PRIMARY ELECTION RESULTS SET STAGE FOR NOVEMBER BALLOT
On June 10th, Mainers went to the polls to vote in primary and local elections. The biggest primary contests were party nominations for candidates to fill the open second congressional district seat. Second district Democrats picked State Senator Emily Cain over State Senator Troy Jackson as their candidate. Second district Republicans picked former State Treasurer Bruce Poliquin over former Senate President Kevin Raye as their candidate. Five State Senate primaries and twenty-one State House primaries were also decided on Tuesday along with municipal and local races. It may be dangerous to draw too many conclusions from the primary, which had a low turnout. The Maine Republican Party has touted that more second district Republicans voted on Tuesday than second district Democrats as evidence of an enthusiasm gap between the parties. The Maine Democratic Party, however, countered that this year’s gubernatorial race will bring plenty of Democrats to the polls in November.
GOVERNOR LEPAGE APPOINTS NEW DIRECTOR OF OFFICE OF POLICY AND MANGEMENT
Last week, Governor LePage appointed Auburn Mayor Jonathan LaBonte as the Director of the Governor’s Office of Policy and Management. This Office was created just a few years ago and is designed to identify cross-agency efficiencies and budget savings in State government. LaBonte will be the second Director of this office, taking over from Richard Rosen, who was recently appointed as Acting Director of the Department of Administrative and Financial Services.
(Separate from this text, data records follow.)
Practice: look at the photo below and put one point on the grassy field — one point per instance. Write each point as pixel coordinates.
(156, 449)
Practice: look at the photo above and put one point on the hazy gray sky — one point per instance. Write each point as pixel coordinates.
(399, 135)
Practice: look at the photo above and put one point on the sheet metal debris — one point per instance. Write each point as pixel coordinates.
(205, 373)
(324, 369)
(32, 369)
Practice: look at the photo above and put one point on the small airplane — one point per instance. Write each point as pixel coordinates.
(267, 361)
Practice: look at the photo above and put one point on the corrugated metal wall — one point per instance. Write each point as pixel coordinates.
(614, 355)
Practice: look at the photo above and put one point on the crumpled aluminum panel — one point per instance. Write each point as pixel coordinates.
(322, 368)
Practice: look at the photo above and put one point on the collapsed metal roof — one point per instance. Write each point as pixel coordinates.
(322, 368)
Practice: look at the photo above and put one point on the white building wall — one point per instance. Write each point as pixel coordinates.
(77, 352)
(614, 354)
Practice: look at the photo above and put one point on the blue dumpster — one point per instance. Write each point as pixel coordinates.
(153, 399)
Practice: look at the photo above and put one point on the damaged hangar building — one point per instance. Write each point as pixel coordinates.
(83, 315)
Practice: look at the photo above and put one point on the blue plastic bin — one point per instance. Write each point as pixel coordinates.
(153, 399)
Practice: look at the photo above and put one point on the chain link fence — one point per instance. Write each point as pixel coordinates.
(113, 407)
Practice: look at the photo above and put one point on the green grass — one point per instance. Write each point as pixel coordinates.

LaBonte will start in this position on June 16th.
MAINE’S BOND RATING UPGRADED
Last week, both Standard & Poor’s Ratings Services and Moody’s Investor Services upgraded Maine’s bond rating. Moody’s now characterizes Maine’s debt as “stable,” which is an improvement over their previous ranking of “negative.” Some of the reasons cited for these upgrades relate to paying the State’s hospital debt, pension reforms and efforts to control Medicaid costs, while the size of the State’s “Rainy Day Fund” remains problematic. All of these factors have been hot-button political issues since Governor LePage has taken office.
GOVERNOR CONSIDERING A SPECIAL LEGISLATIVE SESSION
Last week, Governor LePage sent a letter to legislative leaders requesting that the Legislature be called back into session to deal with a number of issues. Unhappy with the resolution of a few bills at the end of this year’s legislative session, it has been rumored for some time now that the Governor is considering a special legislative session. Among the issues that the Governor considers to be outstanding are: (1) welfare reform; (2) funding for State positions to fight drug crimes; and (3) additional funding for nursing homes. Under Maine’s Constitution, the Legislature may convene at the call of the Senate President and the Speaker of the House. Further, the Governor may convene the Legislature, on extraordinary occasions.